Creativity is just connecting things. When you ask creative people how they did something, they feel a little guilty because they didn’t really do it, they just saw something. It seemed obvious to them after a while. Steve Jobs
In a mindless flurry of newspaper reporting and viral internet flubber, the former teacher of then 15 year old John Gurdon (now Nobel Laureate Gurdon) is being portrayed in a most unflattering manner.
The teacher posted the following report on Gurdon:
It is possible that the teacher was cruel or inadequate, and that this reflects poorly on 'our' system of education.

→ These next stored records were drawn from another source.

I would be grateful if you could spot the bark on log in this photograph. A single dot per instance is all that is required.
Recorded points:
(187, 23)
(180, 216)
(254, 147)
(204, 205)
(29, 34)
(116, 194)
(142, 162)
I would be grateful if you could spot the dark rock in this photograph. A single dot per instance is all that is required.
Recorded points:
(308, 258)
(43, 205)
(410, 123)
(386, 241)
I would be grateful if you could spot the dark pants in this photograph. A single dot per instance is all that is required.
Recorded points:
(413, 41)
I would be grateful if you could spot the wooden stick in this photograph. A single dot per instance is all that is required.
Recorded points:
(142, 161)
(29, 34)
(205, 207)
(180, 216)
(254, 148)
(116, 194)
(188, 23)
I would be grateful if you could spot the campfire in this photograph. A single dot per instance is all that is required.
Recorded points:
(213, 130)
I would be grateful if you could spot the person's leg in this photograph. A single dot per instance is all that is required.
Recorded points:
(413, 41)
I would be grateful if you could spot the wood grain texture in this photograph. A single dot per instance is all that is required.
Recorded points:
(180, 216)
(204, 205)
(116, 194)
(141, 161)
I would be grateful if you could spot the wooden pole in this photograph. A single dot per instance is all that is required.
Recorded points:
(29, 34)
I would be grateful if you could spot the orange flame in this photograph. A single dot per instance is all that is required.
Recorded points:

It is also possible, and to the knowledge of anyone that has ever been a 15 year old boy, most probable, that Gurdon wasn't doing his work.
In defense of the teacher, it was not written that Gurdon would fail as a scientist. Rather, that if he kept up the poor effort he would fail.
We don't know of that teacher's interactions with Gurdon beyond a single report and should thus be somewhat cautious in assuming intent. We do know that Gurdon framed the report and, if various news services are to be believed, it is the only thing he has ever framed. Such an action is an "I will show you" thing, or maybe it was an ever present reminder of what happens when effort is inappropriate to the task.
To the many who criticize the teacher for crushing creativity, I provide this alternative. Creativity without discipline does not lead to Noble Prizes. It is not enough to be creative. One must conform to the accepted protocols of science, to publish, to interact with peers (Gurdon shared the prize after all), to present ideas in a standardized fashion, to communicate to the community in a manner understood. Creativity without that discipline would no more result in a Noble Prize than discipline without creativity.
Now, I'm a fan of incorporating creativity into the classroom and have even taken on the perilous task of teaching a course in creativity many times. However, as I have previously written, creativity untethered is little more than insanity.
Perhaps Gurden's teacher should have written "John does everything his own way. I don't understand what he is doing and, therefore, can not determine if he has in fact learned anything about biology. He may one day win a Nobel Prize, or not." Had he done so, it could BE different, but maybe not better.